A distanza di pochi mesi dal successo del romanzo Gli angeli non danno appuntamenti, il vicentino Davide Sacco ritorna in libreria con un nuovo libro, Contromano a Vicenza - Don Chisciotte nella città delle meraviglie (Berica Editrice), che non segue le orme del romanzo ma cambia genere proponendo una serie di spunti tratti dalle lettere indirizzate al quotidiano locale. I temi del libro, presentato alla libreria Galla di Vicenza qualche settimana fa, spaziano in tutto lo "scibile" dell'attualità, con ironia ma anche con un certo distacco da certe abitudini, usi e costumi del vivere odierno. Può il povero correntista aver voglia di rapinare per par condicio la propria banca rea di non concedergli quanto pattuito?

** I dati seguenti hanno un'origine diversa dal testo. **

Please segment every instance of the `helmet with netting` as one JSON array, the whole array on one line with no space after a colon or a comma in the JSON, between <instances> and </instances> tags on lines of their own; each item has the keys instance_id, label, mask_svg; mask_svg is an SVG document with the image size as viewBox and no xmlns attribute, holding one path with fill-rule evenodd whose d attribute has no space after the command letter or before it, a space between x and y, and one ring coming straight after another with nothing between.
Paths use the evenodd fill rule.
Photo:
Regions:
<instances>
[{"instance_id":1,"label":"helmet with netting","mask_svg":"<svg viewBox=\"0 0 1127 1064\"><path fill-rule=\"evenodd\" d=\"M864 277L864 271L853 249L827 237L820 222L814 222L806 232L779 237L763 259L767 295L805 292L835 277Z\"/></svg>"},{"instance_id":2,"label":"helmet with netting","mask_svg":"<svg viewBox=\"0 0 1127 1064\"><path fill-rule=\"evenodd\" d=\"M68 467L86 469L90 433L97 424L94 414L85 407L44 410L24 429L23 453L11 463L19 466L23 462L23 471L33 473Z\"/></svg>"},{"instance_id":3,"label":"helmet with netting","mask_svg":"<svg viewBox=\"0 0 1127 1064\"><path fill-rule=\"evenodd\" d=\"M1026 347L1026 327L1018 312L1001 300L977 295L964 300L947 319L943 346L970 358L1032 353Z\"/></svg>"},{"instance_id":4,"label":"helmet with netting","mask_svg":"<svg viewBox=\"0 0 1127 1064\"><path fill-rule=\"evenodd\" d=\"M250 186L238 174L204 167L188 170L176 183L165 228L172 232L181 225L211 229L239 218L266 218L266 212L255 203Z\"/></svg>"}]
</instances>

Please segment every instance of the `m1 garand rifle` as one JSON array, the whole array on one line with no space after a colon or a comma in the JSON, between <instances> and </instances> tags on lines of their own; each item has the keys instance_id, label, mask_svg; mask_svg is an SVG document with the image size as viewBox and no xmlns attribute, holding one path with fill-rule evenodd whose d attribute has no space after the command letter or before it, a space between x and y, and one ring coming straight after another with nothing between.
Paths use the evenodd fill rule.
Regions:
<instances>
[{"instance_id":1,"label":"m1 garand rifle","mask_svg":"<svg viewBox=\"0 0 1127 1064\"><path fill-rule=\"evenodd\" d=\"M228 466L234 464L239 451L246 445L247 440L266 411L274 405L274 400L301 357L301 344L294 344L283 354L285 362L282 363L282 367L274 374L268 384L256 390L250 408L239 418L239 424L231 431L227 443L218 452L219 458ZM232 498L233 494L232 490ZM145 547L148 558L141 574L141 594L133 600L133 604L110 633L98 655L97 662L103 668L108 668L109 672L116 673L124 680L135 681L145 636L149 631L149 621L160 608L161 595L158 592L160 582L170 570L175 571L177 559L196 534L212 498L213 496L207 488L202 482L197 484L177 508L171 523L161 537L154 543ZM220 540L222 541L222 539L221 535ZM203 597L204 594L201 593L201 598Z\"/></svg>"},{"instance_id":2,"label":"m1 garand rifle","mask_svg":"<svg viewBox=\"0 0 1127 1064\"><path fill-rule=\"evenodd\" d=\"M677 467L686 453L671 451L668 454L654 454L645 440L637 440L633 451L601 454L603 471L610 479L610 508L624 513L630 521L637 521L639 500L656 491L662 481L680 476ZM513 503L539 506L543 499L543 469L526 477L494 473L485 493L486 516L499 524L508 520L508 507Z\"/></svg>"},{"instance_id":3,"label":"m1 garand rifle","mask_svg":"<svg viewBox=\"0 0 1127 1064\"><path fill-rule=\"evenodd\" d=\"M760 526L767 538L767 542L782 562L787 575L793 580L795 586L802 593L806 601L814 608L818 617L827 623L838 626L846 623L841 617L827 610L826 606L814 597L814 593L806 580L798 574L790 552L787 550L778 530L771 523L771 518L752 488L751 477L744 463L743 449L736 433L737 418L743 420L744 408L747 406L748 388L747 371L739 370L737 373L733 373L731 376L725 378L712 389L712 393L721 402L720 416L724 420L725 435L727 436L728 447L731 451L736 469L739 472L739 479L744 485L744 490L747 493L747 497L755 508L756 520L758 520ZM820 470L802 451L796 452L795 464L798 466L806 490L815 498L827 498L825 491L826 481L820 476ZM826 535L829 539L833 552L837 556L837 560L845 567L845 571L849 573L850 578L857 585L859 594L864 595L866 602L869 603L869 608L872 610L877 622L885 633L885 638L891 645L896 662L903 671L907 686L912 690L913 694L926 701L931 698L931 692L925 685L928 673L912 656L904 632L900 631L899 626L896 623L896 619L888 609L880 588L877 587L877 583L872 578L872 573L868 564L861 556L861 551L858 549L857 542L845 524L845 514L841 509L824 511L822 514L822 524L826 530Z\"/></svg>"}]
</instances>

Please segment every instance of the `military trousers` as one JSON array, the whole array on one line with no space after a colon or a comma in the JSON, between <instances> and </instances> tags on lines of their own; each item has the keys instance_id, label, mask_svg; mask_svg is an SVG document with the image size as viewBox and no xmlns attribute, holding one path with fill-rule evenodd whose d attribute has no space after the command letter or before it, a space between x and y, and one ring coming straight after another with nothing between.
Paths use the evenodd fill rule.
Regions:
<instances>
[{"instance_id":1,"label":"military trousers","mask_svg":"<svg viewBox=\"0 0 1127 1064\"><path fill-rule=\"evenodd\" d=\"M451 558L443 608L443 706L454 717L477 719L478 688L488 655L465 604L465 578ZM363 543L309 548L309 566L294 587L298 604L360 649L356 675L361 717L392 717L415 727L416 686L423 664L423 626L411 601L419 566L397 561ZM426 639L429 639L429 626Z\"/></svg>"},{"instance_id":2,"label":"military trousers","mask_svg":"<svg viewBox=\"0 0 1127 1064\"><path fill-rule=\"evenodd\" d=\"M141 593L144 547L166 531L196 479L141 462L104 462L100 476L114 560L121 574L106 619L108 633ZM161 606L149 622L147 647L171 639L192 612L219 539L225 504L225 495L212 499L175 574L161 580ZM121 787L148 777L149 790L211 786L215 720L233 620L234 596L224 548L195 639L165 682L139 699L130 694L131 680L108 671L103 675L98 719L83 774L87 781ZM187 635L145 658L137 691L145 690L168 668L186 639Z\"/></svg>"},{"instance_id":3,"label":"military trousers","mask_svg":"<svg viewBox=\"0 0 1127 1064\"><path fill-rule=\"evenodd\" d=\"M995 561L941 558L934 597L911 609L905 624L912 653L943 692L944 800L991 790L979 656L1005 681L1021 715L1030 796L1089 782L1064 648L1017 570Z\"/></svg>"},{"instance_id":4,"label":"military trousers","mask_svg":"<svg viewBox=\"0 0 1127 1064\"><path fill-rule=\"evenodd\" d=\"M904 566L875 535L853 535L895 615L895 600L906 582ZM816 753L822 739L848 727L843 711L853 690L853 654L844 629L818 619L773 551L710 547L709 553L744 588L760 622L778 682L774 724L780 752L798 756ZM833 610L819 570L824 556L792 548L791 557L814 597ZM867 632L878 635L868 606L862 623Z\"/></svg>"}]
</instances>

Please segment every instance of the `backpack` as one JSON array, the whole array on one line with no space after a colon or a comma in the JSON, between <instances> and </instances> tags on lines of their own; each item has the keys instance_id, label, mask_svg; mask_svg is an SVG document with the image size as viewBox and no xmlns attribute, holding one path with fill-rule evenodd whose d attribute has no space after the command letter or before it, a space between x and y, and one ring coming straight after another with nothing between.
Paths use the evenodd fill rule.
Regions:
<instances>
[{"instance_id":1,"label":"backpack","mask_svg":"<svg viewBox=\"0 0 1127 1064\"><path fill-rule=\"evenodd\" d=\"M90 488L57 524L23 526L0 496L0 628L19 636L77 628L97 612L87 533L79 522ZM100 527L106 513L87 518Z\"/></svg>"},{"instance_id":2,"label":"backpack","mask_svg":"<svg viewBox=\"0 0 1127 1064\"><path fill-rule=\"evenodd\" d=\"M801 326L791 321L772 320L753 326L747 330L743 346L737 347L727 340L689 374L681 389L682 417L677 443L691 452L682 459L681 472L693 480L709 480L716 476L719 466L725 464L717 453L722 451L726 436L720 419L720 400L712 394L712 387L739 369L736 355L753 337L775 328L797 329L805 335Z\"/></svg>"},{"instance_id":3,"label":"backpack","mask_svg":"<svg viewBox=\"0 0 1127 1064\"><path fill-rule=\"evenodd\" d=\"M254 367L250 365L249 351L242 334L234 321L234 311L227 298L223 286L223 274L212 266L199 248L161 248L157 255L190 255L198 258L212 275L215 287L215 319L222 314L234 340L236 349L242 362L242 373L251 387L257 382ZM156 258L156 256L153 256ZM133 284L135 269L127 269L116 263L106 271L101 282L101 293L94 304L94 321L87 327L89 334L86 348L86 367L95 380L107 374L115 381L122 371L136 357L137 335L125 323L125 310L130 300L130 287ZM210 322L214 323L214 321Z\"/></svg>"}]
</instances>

Va ripreso l’addetto alla raccolta dei rifiuti che getta i pacchetti di sigarette in strada? Ha problemi di vista il postino che lascia la corrispondenza di mezzo quartiere nella vostra cassetta delle lettere? Conversare a suon di inglesismi tra veneti è meritevole di test con etilometro? Se uno passa al tu dopo dieci secondi che lo conosci, sei autorizzato a denunciarlo per maleducazione? Su tutto valgano allora le "istruzioni per l’uso" che lo stesso autore inserisce ad inizio libro e in cui afferma che, per aver certezza della veridicità delle notizie, ha cominciato a scriversele da solo.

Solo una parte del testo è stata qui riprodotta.